Ein erster, überraschend wuchtiger Beitrag zu diesem Topos ist Christian Alvarts Freies Land, ein Genre-sicherer Thriller, der sich in das Ostdeutschland des Jahres 1992 begibt und den ehemaligen DDR-Kommissar Felix Kramer (Markus Bach) mit dem westdeutschen Kommissar Patrick Stein (Trystan Pütter) konfrontiert, um das Verschwinden von zwei Schwestern in der ostdeutschen Provinz aufzuklären. Wie schon für seinen Thriller Steig. Nicht. Aus! (2018) hat sich Alvart auch für Freies Land einer Vorlage des spanischen Kinos bedient. Auch in Freies Land funktioniert die Adaption hervorragend, folgt der Film in seiner grundlegenden Plotstruktur dem preisgekrönten spanischen Thriller La Isla Mínima – Mörderland wie ein Schatten, nur sind es die autokratischen DDR-Jahre statt der dunklen Jahrzehnte der Franco-Diktatur, in die hier die Tage wie Sirup in das große Fass Vergangenheit tropfen.
Doch Alvart, der schon mit seiner kontrovers rezipierten Netflix-Serie Dogs of Berlin zumindest gezeigt hat, dass auch deutsche Thriller-Formate sich vom Tatort-Einerlei mühelos emanzipieren könnten, gelingt es auch in Freies Land sehr schnell, sich zu lösen und die spanische Vorlage vergessen zu lassen. Das liegt nicht nur an den markant gezeichneten und immer wieder eindringlich gespielten Kommissaren, die stellvertretend für zwei deutsche Vergangenheiten und Identifikationsmodelle stehen, sondern auch an dem landschaftlichen Setting einer brilliant fotografierten abgehängten ostdeutschen Provinz mit ihren versehrten Industrieruinen und Provinzkäffern.

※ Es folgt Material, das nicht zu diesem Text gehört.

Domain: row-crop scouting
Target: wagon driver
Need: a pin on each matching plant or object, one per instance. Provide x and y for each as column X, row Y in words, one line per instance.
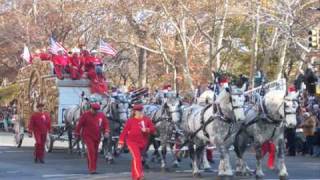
column 136, row 136
column 91, row 124
column 39, row 127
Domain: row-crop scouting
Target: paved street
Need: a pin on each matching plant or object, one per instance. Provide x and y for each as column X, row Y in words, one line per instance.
column 18, row 164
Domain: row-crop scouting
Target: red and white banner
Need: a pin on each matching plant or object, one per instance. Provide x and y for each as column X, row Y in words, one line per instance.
column 107, row 48
column 55, row 47
column 26, row 55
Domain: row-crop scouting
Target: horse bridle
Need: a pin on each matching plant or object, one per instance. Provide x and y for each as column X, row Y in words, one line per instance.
column 285, row 113
column 178, row 110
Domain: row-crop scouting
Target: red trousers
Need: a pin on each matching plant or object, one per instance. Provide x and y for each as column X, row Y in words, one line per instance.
column 39, row 145
column 136, row 163
column 91, row 73
column 58, row 69
column 75, row 72
column 92, row 154
column 209, row 155
column 271, row 148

Alvart amalgamiert diese Bilder mit einem erzählerischen Duktus, der sich klassischer Leerstellen nicht nur bedient, sondern sie auch mit assoziativen Räumen anreichert, die überraschen, schockieren, die Spaß machen, und die berühren. Alvart zeigt ein Land, das zum Schweigen verdammt ist, weil ihm nicht nur die Ideologie verloren gegangen ist, sondern auch basalste gesellschaftliche Bindungsmodelle wie Familie und Freundschaften abhanden gekommen sind. Ein tiefgreifender Verlust, der durch eine amoralische, stille Wut ersetzt wird, für den Freies Land eindrückliche Bilder findet und dabei immer wieder auch an Ines Geipels »Umkämpfte Zone« denken lässt und ihre Worte: »Und natürlich wollen wir heute nichts mehr hören davon, vom Abwesenden, von Tabus, von schweigenden Vätern und Großvätern, von den Schulddynamiken in den Nachkriegsfamilien, Ost wie West. Wir sagen, wir kennen das, wir winken nur ab, wir sind randvoll davon. Die Bücherregale quellen über, die Filme sind abgedreht. Wir wissen alles, was wir wissen müssen. Und sowieso sind die Zeiten andere geworden. Und dann?«
Doch Freies Land eröffnet auch ganz andere Assoziationen – die Musik, die landschaftlichen, von oben gefilmten Horizontalen und natürlich auch die narrativen Komponenten mit ihren beiden so gegensätzlichen »Detectives« sind natürlich nicht nur Anspielung, sondern auch Verbeugung und Referenz vor einem der ganz großen Thriller-Projekte des letzten Jahrzehnts, vor Nic Pizzolattos erster Staffel von True Detective. Allein durch diesen Verweis, der allerdings nicht immer gleichwertig ausgespielt ist, öffnen sich Welten. Und es entsteht die ernüchternde Ahnung, dass Ostdeutschland im Grunde nichts anderes als die Südstaaten der USA sind, mit ihrer nie verwundenen und aufgearbeiteten Niederlage nach dem Bürgerkrieg und dass wir bei Weitem nicht am Ende, sondern erst am Anfang einer jahrzehnte-, wenn nicht gar jahrhundertelangen Stasis stehen könnten.